Mr Simon Gladman1, Mr Derek Benson4, Dr Jeff Christiansen2, Dr Gareth Price3, A/Prof. Andrew Lonie1
1Melbourne Bioinformatics, University of Melbourne, Melbourne, Australia, firstname.lastname@example.org
2Queensland Cyber Infrastructure Foundation, Brisbane, Australia, email@example.com
3Queensland Facility for Advanced Bioinformatics, Brisbane, Australia, firstname.lastname@example.org
4Research Computing Centre, University of Queensland, Brisbane, Australia, d.benson.imb.uq.edu.au
5Melbourne Bioinformatics, University of Melbourne, Melbourne, Australia, email@example.com
- Half day Workshop
- includes a hands-on component
- Up to 20 attendees
Galaxy (https://galaxyproject.org) is a widely used, highly capable bioinformatics analysis platform. It provides users with a large library of analysis and visualization tools, reference datasets, interfaces to global databases, and evolving workflow capabilities that provide provenance and reproducibility. Users build complex analysis jobs in a highly accessible interface, which are then deployed via a scheduler to underlying computational resources. Galaxy has a relatively sophisticated approach to managing user jobs to compute resources and can, for instance, be configured to schedule jobs to disparate HPC and/or cloud resources depending on the job characteristics.
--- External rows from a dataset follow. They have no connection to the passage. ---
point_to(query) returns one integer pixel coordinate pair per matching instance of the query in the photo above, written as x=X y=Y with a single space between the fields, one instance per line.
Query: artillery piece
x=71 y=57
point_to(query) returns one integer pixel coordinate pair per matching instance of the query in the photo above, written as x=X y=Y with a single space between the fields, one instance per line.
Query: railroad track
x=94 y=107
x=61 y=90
In this workshop we will explore the architecture of Galaxy Australia (http://usegalaxy.org.au), understanding how it is architected to deploy jobs from a common front end to compute resources in Queensland and Victoria. Jobs have access to a common multi-hundred-terabyte reference dataset collection that is intelligently mirrored in real time from the US-based Galaxy Main (http://usegalaxy.org) using the CernVM file system (https://cernvm.cern.ch/portal/filesystem). We will explore the technologies, cover our experiences of how they work in practice, and discuss the ambitions of a global Galaxy infrastructure network that can leverage the efforts of a global community to maintain and support critical data and software resources.
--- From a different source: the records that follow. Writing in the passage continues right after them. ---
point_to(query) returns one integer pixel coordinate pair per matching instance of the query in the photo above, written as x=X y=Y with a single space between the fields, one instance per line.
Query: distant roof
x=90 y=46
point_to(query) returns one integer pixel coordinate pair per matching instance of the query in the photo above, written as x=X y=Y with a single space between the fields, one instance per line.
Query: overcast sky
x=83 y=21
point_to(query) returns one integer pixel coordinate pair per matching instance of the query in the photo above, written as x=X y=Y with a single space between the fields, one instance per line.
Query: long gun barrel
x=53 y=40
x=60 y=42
OUTLINE OF WORKSHOP CONTENT:
- Overview of Galaxy. Technical overview of the componentry of Galaxy as a software platform and as a workflow generation and deployment system30 minutes
- Galaxy Australia architecture. Overview of the Galaxy Australia archtictural and deployment model.30 minutes
- Underlying technologies. Detailed exploration of the job distribution and data sharing technologies being used for Galaxy Australia.90 minutes
- Galaxy ‘World’ – roadmap discussion. How can multiple instances of Galaxy make use of complex, high maintenance resources including a tool library which is dependency-free and growing global reference datasets, whilst appearing as a seamless experience to non-expert users?30 minutes
WHO SHOULD ATTEND
Research infrastructure staff interested in complex, distributed software systems and cutting edge technologies for job and data distribution.
WHAT TO BRING
A laptop, no special software required. We hope to demonstrate some of the technologies being used in Galaxy.
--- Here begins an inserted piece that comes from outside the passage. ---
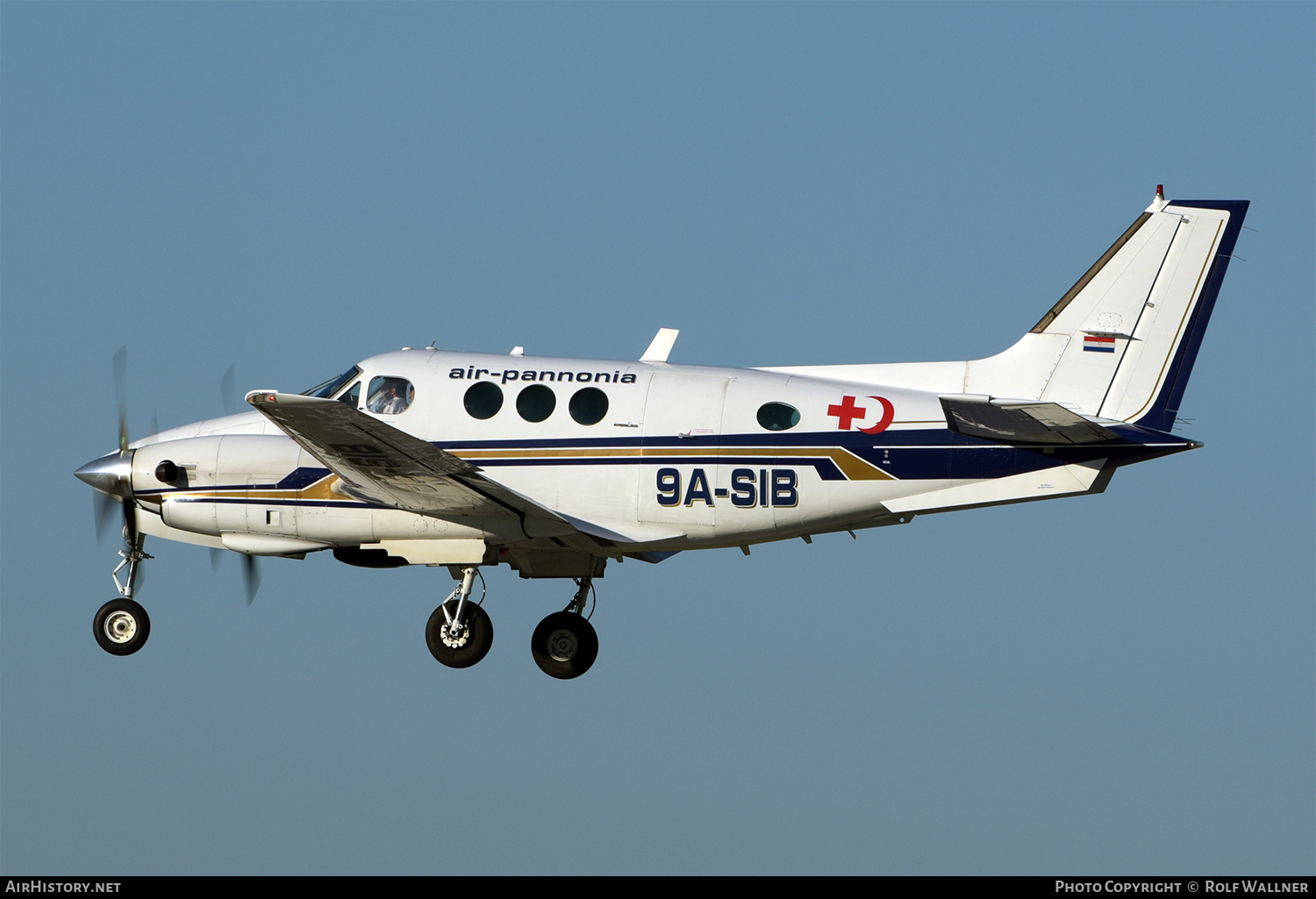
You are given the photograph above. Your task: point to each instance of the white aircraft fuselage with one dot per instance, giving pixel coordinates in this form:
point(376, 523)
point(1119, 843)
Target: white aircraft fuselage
point(555, 467)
Andrew Lonie is Director of the Melbourne Bioinformatics, Director of the EMBL Australia Bioinformatics Resource (EMBL-ABR: http://embl-abr.org.au), and an associate professor at the Faculty of Medicine, Dentistry and Health Sciences at the University of Melbourne, where he coordinates the MSc (Bioinformatics). Andrew directs a group of bioinformaticians, computational biologists and HPC specialists within the Melbourne Bioinformatics and EMBL-ABR to collaborate with and support life sciences researchers in a variety of research projects across Australia.